Please note that I've only just briefly looked at this and was hoping someone more
familiar with using select() as a way to sleep() might be better able to understand
what is happening.

I wonder also if now that midas requires stricter/newer c++ standards if there maybe
some more straightforward method to sleep that is sufficiently robust and portable.

Thanks,

Nick.
  2905   26 Nov 2024 Maia Henriksson-WardBug ReportTMFE::Sleep() errors
> Hello,
> 
> I've noticed that SC FEs that use the TMFE class with midas-2022-05-c often report errors when calling TMFE:Sleep().
> The error is :
> 
> [tmfe.cxx:1033:TMFE::Sleep,ERROR] select() returned -1, errno 22 (Invalid argument).
> 
> This seems to happen in two different ways:
> 
> 1. Error being reported repeatedly
> 2. Occasional single errors being reported
> 
> When the first of these presents, we typically restart the FE to "solve" the problem.
> Case 2. is typically ignored.
> 
> The code in question is:
> 
> void TMFE::Sleep(double time)
> {
>    int status;
>    fd_set fdset;
>    struct timeval timeout;
>       
>    FD_ZERO(&fdset);
>       
>    timeout.tv_sec = time;
>    timeout.tv_usec = (time-timeout.tv_sec)*1000000.0;
> 
>    while (1) {
>       status = select(1, &fdset, NULL, NULL, &timeout);
> #ifdef EINTR
>       if (status < 0 && errno == EINTR) {
>          continue;
>       }
> #endif
>       break;
>    }
>       
>    if (status < 0) {
>       TMFE::Instance()->Msg(MERROR, "TMFE::Sleep", "select() returned %d, errno %d (%s)", status, errno, strerror(errno));
>    }
> }
> 
> So it looks like either file descriptor of the timeval struct must have a problem.
> From some reading it seems that invalid timeval structs are often caused by one or both
> of tv_sec or tv_usec not being set. In the code above we can see that both appear to be
> correctly set initially.
> 
> From the select() man page I see:
> 
> RETURN VALUE
>        On success, select() and pselect() return the number of file descriptors contained in
>        the three returned descriptor sets (that is, the total number of bits that are set in
>        readfds,  writefds,  exceptfds).  The return value may be zero if the timeout expired
>        before any file descriptors became ready.
> 
>        On error, -1 is returned, and errno is set to indicate the error; the file descriptor
>        sets are unmodified, and timeout becomes undefined.
> 
> The second paragraph quoted from the man page above would indicate to me that perhaps the
> timeout needs to be reset inside the if block. eg:
> 
>       if (status < 0 && errno == EINTR) {
>          timeout.tv_sec = time;
>          timeout.tv_usec = (time-timeout.tv_sec)*1000000.0;
>          continue;
>       }
> 
> Please note that I've only just briefly looked at this and was hoping someone more
> familiar with using select() as a way to sleep() might be better able to understand
> what is happening.
> 
> I wonder also if now that midas requires stricter/newer c++ standards if there maybe
> some more straightforward method to sleep that is sufficiently robust and portable.
> 
> Thanks,
> 
> Nick.

I had the same error a few months ago, though I wasn't using a tagged release. It happened because I was calling TMFE::Sleep() 
with a negative time. If your issues were caused by the same reason, TMFE::Sleep() can handle negative times since commit 
591f78f (https://bitbucket.org/tmidas/midas/commits/591f78f52893d5ffd64bf4e52a1daac537ebd672).

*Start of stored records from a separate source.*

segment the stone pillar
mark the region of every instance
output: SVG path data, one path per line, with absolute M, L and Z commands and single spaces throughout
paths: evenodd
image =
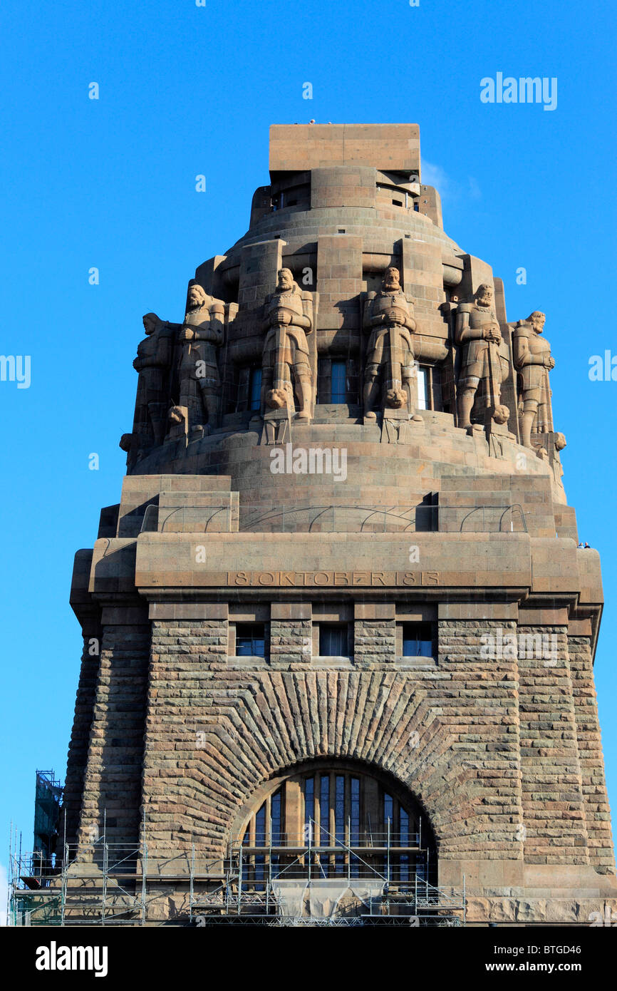
M 294 671 L 309 667 L 312 655 L 310 603 L 272 603 L 270 665 Z
M 566 621 L 565 609 L 521 609 L 517 628 L 529 864 L 589 862 Z
M 78 842 L 103 831 L 107 841 L 135 845 L 140 835 L 140 791 L 150 645 L 148 610 L 103 607 L 101 656 L 83 779 Z
M 598 723 L 591 659 L 591 623 L 570 620 L 567 652 L 576 716 L 582 795 L 587 824 L 589 863 L 601 874 L 615 873 L 610 809 L 606 796 L 604 758 Z M 577 635 L 578 633 L 582 635 Z
M 227 667 L 226 604 L 151 606 L 152 654 L 144 737 L 143 803 L 149 855 L 178 857 L 195 841 L 207 852 L 227 824 L 212 810 L 225 770 L 212 759 L 213 675 Z
M 393 665 L 396 657 L 394 603 L 357 603 L 354 607 L 354 662 L 357 667 Z
M 496 618 L 485 618 L 491 612 Z M 456 809 L 452 795 L 443 797 L 448 827 L 440 844 L 440 877 L 452 883 L 447 878 L 456 876 L 448 875 L 447 860 L 471 861 L 463 869 L 472 871 L 468 883 L 476 891 L 507 883 L 504 868 L 496 865 L 482 878 L 481 863 L 486 872 L 491 861 L 523 856 L 517 661 L 513 651 L 500 648 L 515 632 L 514 619 L 501 618 L 511 614 L 507 605 L 439 606 L 440 674 L 429 696 L 442 700 L 451 750 L 464 758 L 469 772 Z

Early in my debugging, I did come to the same conclusions you did, and actually tried a similar solution the one you suggested. 
This was a few months ago and I didn't write down what happened, but I believe it didn't work because in my case the errno was 
something other than EINTR, and/or the timeval was still an invalid argument for sleep because the timeout was still negative. I 
never followed it up because I was able to fix my problem by fixing my frontend.
  2906   27 Nov 2024 Konstantin OlchanskiBug ReportTMFE::Sleep() errors
> [tmfe.cxx:1033:TMFE::Sleep,ERROR] select() returned -1, errno 22 (Invalid argument).

The very original copy of this function had an error and was spewing out this error quite often,
this was a missing handler for EINTR.

Now it looks like we are missing a handler for EINVAL.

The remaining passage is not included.